Kelowna General Hospital (KGH) is a tertiary referral hospital located in Kelowna, British Columbia operated by Interior Health that offers medical care in the Central Okanagan. In British Columbia, Kelowna General is the only hospital outside the Lower Mainland or Vancouver Island that performs angioplasty or cardiac surgery.

== History ==
Kelowna General Hospital originally opened on August 2, 1908, with 19 beds on the land that was donated by Kelowna Land & Orchard Company. This building remained until 1940 when a new hospital building was constructed. In 1969, the five-storey Strathcona building was constructed, followed by the five-storey Royal Building in 1992. Construction of the new six-storey Centennial Tower began in 2008, part of an $800 million capital investment in health care for the Central and North Okanagan since 2007. It was completed on May 27, 2012.

===2007 hospital expansion===

Plans to expand Kelowna General Hospital were approved in 2007 to support growing population in the region.

- Various facilities upgrade and modernization
- 34,000 square foot Clinical Academic Campus Building, affiliated with the University of British Columbia Medical School.
- Six-storey 187000 sqft Centennial Patient Care Tower with new rooftop helipad and 30000 sqft emergency department is now complete.
- Three-storey 84470 sqft East Pandosy Clinical Support Building
- The main floor of the Royal Building, including the main lobby, the old Emergency Department, the old Ambulatory Care Centre, and the Patient Registration area, was converted into a new Cardiac Catheterization Lab.

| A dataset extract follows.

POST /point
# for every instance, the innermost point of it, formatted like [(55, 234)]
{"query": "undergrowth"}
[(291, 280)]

The renovations were finished in 2017.

===Interior Heart and Surgical Centre===
Construction on the East Pandosy Building began in Feb. 11, 2011. The aim was to bring lab and clinical support services under one roof. The East Pandosy Building supported the Interior Heart and Surgical Centre (IHSC) Project by allowing the relocation of existing hospital departments for construction to start on the IHSC building.

The 72-year-old Pandosy Building was demolished in the summer of 2012 to make way for a cardiac clinic. Construction began in the summer of 2012 and opened for patient care on September 28, 2015. The 4th floor where a new perinatal (maternity) unit is housed opened in March 2016.

The 139,590 square feet Interior Heart and Surgical Centre (IHSC) was officially opened in mid-2015. With 15 operating rooms, it is now allowing heart surgeries to take place in the interior of BC for the first time. It is the province's fifth cardiac critical care center.